Can plants be psychiatrically ill? Not really, but we might be able to use them to study mental illness

It means that scientists no longer only have to use laboratory animals, but that even plants can serve as additional model organism.

What if scientists could study human mental illness in plants? It may sound a bit far-fetched, but American researchers think it should be possible. In a new study they have taken an important first step. By studying how a similar gene, which is found in both plants and animals, influences the behavior of both.

A plant with schizophrenia

The possibility of studying human mental illness in plants has fascinated researcher Tamas Horvath for some time. “Years ago I started to get interested in the idea that every living organism must have some homology,” he says. “They should be somewhat similar in how they are and what they do.” Horvath theorizes that if one could modify mitochondrial genes in animals to see what changes, and then do the same with similar genes in plants, it might eventually be possible to use plants to better understand human behavior. “If you take that idea one step further, it might be possible to develop a schizophrenic plant, for example,” Horvath said.

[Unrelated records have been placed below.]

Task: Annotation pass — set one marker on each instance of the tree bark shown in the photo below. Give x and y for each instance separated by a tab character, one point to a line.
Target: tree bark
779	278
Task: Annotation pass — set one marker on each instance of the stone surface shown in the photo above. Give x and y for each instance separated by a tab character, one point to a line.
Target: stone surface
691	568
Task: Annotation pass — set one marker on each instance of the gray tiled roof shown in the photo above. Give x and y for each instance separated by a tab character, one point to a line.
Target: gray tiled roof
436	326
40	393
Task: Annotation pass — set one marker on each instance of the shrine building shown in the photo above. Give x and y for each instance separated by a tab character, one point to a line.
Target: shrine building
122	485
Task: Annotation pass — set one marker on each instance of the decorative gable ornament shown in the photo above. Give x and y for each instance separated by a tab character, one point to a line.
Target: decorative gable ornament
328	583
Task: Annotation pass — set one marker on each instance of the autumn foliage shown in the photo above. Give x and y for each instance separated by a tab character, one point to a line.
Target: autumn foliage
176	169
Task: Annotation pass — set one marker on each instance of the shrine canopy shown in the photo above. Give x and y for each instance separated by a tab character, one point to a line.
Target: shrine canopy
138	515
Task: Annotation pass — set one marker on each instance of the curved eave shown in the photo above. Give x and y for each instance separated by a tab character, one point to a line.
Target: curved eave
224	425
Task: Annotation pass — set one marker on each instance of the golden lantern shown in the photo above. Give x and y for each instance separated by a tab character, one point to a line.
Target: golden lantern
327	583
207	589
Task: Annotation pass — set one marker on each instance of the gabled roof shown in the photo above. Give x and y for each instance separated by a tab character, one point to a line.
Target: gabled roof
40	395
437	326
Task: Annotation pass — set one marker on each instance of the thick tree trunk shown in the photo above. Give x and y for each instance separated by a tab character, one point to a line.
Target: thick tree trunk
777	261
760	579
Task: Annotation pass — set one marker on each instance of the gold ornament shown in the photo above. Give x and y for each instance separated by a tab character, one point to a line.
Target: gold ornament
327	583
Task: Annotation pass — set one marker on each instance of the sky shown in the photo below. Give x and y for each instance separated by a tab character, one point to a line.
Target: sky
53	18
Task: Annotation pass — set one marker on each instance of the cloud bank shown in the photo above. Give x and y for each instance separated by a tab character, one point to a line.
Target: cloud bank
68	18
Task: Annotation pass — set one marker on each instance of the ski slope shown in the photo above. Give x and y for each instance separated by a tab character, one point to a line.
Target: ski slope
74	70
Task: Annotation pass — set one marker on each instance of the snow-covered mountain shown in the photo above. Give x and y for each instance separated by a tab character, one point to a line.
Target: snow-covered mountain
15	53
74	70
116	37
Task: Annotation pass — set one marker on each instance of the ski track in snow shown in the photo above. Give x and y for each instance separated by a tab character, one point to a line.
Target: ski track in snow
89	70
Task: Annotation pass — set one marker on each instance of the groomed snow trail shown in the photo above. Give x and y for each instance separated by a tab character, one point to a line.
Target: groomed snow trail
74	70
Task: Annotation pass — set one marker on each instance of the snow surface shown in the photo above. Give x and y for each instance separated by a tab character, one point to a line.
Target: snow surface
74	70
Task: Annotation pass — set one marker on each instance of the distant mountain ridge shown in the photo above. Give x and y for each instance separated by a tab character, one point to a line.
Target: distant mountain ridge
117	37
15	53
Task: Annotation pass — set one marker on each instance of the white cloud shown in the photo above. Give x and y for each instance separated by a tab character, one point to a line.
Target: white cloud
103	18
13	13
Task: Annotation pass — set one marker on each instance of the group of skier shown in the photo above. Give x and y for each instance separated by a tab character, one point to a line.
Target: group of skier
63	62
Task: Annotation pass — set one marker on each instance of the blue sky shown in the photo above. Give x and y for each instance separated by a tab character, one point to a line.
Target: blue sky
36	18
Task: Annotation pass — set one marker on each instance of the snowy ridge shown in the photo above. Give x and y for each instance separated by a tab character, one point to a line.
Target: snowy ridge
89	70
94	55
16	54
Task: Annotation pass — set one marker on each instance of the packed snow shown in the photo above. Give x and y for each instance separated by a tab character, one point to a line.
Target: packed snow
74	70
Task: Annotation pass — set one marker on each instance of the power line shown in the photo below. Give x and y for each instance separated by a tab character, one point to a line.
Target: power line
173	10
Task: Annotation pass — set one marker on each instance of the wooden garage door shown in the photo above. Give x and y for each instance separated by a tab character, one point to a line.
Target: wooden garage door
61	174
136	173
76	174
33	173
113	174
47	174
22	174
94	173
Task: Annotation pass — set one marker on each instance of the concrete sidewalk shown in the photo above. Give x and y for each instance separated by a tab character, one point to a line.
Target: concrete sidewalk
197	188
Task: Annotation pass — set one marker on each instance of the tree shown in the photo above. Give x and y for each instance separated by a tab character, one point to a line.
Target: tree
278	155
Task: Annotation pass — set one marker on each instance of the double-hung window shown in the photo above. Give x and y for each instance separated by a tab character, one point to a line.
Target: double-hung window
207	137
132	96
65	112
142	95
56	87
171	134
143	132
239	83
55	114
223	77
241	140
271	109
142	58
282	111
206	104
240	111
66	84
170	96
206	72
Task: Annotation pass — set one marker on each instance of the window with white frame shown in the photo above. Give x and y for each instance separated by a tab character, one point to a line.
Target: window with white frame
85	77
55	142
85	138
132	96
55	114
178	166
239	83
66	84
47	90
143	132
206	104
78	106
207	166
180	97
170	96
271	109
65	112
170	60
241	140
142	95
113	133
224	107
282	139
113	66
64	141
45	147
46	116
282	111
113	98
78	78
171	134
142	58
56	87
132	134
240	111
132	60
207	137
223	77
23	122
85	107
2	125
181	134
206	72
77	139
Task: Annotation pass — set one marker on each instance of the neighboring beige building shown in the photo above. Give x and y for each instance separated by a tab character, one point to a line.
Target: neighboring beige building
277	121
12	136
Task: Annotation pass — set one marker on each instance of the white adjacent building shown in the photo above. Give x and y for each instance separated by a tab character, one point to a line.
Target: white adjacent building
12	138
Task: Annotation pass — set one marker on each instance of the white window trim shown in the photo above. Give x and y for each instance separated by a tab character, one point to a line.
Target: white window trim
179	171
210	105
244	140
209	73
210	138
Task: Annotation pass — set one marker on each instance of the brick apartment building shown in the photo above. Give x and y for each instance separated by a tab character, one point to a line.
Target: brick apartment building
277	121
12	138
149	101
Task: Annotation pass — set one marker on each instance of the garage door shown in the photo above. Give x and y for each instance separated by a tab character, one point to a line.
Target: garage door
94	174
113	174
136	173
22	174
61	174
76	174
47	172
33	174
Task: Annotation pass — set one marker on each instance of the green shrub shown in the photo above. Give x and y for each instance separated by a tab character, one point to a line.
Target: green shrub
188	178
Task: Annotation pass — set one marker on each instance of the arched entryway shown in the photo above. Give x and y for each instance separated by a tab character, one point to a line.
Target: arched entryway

While that’s still in the future, studying human mental illness in plants could be interesting. “It means we can use not only mammals, but also other alternative species to study human behavior,” Horvath says. “It is possible that in the future, plants could serve as an additional model organism for behavioral research.”

Genes

In a new study, Horvath has taken an important first step. For example, together with his colleagues, he analyzed a mitochondrial gene (FMT for short) in the thale cress. (Arabidopsis thaliana)† a small flower. In addition, they examined a similar gene (abbreviated CLUH) found in mice. Then they looked for differences and similarities.

FMT

The researchers compared plants without FMT with plants with an overactive FMT to better understand the role of the gene. And it turns out that FMT influences many important features of the thale cress. For example, it plays a role in germination, root length, flowering time and leaf growth.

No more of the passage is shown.